Pour aider les villes à gérer leur patrimoine arboré, le bureau d’études de Murielle Eyletters a développé une application informatique baptisée Aliwen Tree Manager (ATM) : celle-ci propose une carte d’identité de chaque arbre, une optimisation de la gestion des tâches et des entretiens, une estimation de la valeur ornementale et un calcul du stock carbone, avec une traçabilité pour chaque intervention.

Consultante de plusieurs municipalités en France dont Bordeaux et Lille, l’experte travaille régulièrement à Charleroi dont elle est originaire : c’est là qu’elle effectue l’une de ses premières expertises phytosanitaires, sur les marronniers du boulevard Audent.

Plusieurs autres chantiers suivront, tant pour le secteur public que le privé : le plan de gestion des arbres de l’école Gosselies Providence Humanités (GPH), celui des 120 arbres du parc de Marchienne-au-Pont où elle recourt au tomographe à onde sonore pour sonder la structure des troncs.

Il y aura plus récemment des interventions liées au projet Médiasambre sur la place de la Digue en centre-ville, pour le compte de la RTBF : une étude de faisabilité d’intégration de la nature dans le bâtiment, puis l’expertise de la végétation dans le cadre d’une certification environnementale.

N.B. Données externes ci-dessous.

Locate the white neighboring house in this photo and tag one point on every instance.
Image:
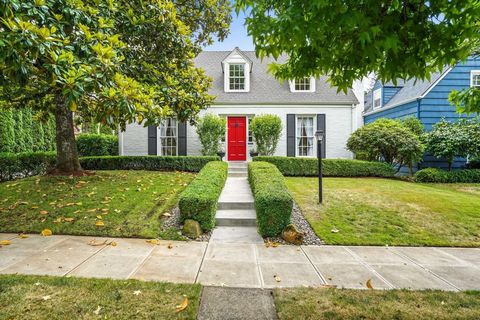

Les arbres apportent de la diversité, du bien-être, contribuent au développement durable en stockant le carbone lié aux activités humaines. Murielle en identifie l’espèce au premier regard. Un mètre ruban l’aide à évaluer leur âge, qui correspond au tiers de leur circonférence en centimètres. “C’est une donnée intéressante à connaître en cas de conflit de voisinage, puisque le code rural préserve les arbres de plus de trente ans.”

Il y a plus de 25 000 arbres remarquables en Wallonie. Les doyens ont plusieurs centaines d’années.